Thousands of EU staff reject Chinese giant Hikvision's surveillance equipment over Uyghur repression
Nov 13, 2020
Brussels [Belgium], November 13 : Thousands of staff employed at the European Unions institutions have rejected the use of Chinese video surveillance provider Hikvision technologies in light of the company's association with China's human rights abuses and specifically the oppression of millions of Uyghurs.
President Cristiano Sebastiani of the leading European Institution Trade Union, Renouveau & Democratie, representing thousands of staff employed in the European offices, wrote a letter to Johannes Hahn, Commissioner in charge of Budget and Human Resources for the EU Institutions on Wednesday regarding the thermal imaging systems used by the European Commission and the European Parliament, produced by the Chinese technology giant Hikvision, according to a press statement.
The Hikvision cameras have been placed at entrances throughout the European Parliament and installed in the European Commission's main offices, the Berlaymont and Charlemagne buildings, the statement noted.
The Chinese company Hikvision has been accused of being linked to the oppression of Uyghurs and other Muslim minorities in East Turkistan, China's Xinjiang province, including providing surveillance equipment used in the brutal "re-education camps".
The Chinese government holds a 40 per cent controlling stake in Hikvision via the state-owned China Electronics Technology Group Corporation.
A leaked German Foreign Ministry report estimates that 1 million Uyghur in China are being detained without trial.
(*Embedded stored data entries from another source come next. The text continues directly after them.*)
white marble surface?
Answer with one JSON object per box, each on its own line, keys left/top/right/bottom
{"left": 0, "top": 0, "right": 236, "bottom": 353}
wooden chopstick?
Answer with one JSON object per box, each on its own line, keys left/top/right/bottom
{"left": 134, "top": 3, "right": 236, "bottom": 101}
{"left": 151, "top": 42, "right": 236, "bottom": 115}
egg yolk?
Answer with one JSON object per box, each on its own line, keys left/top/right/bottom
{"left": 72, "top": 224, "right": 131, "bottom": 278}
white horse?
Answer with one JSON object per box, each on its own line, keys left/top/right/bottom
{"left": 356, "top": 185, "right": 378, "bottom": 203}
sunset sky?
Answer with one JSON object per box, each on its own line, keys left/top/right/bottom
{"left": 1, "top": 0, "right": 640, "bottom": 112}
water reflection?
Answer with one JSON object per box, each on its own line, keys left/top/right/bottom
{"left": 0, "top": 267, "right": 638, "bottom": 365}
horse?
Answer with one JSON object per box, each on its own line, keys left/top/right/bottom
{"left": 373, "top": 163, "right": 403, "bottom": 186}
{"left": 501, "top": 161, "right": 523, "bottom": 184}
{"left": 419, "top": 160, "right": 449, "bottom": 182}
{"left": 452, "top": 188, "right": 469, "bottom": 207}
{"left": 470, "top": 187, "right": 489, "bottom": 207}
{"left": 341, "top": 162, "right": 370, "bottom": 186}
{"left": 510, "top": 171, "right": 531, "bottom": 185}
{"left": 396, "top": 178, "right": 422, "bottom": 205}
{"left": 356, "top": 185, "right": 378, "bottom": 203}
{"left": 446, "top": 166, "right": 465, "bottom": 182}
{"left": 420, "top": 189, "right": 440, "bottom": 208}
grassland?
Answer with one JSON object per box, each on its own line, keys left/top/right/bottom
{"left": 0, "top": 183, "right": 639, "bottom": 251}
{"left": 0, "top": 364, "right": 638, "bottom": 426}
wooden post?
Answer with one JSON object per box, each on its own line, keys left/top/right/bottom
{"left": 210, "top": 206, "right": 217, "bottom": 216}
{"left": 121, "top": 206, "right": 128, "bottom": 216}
Ethnic Kazakhs, Kyrgyz and members of other Muslim minority groups are also being imprisoned, the report said.
Sebastiani' letter comes after German Member of European Parliament (MEP) Reinhard Butikofer, head of the European Parliament delegation to China, denounced that the use of Hikvision technology by the European institutions as "extremely worrying" since "Hikvision is a technology company which is deeply complicit in the terrible oppression of the Uighur people in Xinjiang which borders on genocide" and that the European institutions should "immediately create transparency and draw the adequate consequences: i.e. sever any direct or indirect business relationship with Hikvision."
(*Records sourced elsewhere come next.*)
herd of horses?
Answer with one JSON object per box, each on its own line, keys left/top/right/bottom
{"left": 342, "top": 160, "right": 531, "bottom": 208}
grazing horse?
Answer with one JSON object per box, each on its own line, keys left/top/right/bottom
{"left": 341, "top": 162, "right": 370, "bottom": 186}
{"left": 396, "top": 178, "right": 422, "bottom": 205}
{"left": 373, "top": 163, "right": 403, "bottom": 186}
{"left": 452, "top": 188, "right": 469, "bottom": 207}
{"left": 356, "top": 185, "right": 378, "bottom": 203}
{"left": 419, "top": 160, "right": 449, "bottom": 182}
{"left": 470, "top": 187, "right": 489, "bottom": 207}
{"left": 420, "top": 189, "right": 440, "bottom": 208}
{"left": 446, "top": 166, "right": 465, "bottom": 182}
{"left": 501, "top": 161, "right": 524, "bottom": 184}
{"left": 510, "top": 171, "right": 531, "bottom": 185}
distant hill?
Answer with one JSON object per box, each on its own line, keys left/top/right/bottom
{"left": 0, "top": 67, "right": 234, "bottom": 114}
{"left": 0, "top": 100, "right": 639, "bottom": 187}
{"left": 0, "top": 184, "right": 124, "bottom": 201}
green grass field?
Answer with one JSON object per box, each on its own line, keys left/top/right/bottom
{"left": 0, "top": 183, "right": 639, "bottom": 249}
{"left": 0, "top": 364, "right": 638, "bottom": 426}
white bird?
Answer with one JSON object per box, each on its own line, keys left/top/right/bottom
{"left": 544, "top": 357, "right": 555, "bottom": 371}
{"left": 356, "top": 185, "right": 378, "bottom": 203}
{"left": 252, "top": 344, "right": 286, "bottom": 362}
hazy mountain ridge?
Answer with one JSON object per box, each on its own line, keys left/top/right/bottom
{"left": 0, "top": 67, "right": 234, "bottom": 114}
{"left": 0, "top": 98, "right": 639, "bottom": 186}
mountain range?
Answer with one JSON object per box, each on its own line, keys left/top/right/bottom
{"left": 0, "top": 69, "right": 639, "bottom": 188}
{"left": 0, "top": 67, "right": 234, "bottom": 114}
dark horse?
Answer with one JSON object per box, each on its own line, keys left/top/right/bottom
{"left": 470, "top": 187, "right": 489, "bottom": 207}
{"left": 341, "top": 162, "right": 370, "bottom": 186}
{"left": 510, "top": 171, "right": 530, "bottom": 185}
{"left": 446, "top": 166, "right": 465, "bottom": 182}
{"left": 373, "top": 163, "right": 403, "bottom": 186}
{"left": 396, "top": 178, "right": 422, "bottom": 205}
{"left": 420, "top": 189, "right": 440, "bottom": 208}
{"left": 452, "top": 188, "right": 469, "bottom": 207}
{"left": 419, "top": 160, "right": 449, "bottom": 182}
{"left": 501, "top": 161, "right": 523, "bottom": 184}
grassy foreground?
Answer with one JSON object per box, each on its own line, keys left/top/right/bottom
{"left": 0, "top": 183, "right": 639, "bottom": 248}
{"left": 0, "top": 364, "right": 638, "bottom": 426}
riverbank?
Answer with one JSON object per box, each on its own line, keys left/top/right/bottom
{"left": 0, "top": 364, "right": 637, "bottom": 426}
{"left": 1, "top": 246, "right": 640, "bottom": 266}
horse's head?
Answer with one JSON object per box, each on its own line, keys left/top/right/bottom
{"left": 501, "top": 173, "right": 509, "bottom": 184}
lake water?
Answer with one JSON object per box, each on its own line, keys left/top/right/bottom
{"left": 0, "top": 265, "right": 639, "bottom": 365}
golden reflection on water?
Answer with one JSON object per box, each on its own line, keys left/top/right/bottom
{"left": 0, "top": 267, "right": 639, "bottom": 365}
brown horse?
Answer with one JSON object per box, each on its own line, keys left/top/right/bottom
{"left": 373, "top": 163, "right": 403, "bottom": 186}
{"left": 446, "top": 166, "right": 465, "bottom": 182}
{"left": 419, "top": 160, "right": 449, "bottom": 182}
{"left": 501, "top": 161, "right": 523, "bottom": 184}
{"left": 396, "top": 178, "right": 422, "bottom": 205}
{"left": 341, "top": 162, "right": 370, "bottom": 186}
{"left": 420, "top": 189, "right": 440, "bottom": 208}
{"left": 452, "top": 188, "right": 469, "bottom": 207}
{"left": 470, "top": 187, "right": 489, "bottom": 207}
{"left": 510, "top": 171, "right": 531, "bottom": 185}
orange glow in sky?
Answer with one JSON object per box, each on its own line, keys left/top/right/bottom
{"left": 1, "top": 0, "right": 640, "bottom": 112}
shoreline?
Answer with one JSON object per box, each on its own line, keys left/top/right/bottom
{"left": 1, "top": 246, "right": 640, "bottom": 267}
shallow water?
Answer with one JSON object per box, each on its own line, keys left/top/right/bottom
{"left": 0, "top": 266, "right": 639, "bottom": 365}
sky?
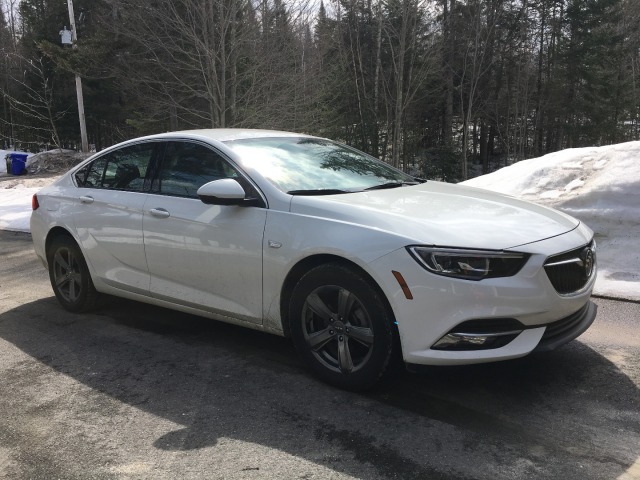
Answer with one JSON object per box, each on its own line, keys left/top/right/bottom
{"left": 1, "top": 142, "right": 639, "bottom": 301}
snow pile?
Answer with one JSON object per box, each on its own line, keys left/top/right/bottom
{"left": 462, "top": 141, "right": 640, "bottom": 301}
{"left": 0, "top": 185, "right": 40, "bottom": 232}
{"left": 0, "top": 149, "right": 86, "bottom": 176}
{"left": 27, "top": 149, "right": 88, "bottom": 174}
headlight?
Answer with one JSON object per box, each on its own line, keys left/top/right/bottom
{"left": 407, "top": 247, "right": 529, "bottom": 281}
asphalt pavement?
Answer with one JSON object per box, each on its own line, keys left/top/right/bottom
{"left": 0, "top": 230, "right": 638, "bottom": 480}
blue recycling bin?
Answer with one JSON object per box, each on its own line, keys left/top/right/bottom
{"left": 10, "top": 153, "right": 28, "bottom": 175}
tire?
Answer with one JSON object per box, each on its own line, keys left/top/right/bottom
{"left": 47, "top": 235, "right": 100, "bottom": 313}
{"left": 289, "top": 263, "right": 396, "bottom": 391}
Also, Charlie Weimers, Swedish MEP from the European Conservatives and Reformists Group, said that: "The EU should have no dealings whatsoever with a Chinese firm that is alleged to be involved in some of the most abhorrent human rights abuses in the world" and that "Nobel Prize winners should adhere to a higher standard."
Svenja Hahn, German MEP from the Renew Europe group, addressed a letter to President European Parliament David Sassoli, saying that she found "it outrageous that European taxpayers' money has been used to purchase monitoring equipment from a company that with their products enables mass surveillance, oppression of minorities and massive breaches of human rights".
The use of Hikvision technology by the European institutions has provoked strong reactions from EU institutions staff as well and they have expressed their discontent at having to come face to face with a company accused of contributing to human rights violations in China.
Concerning the management of personal data, the spokesperson of the European Parliament confirmed that "the equipment is neither connected to the Parliament's computer network nor records any data".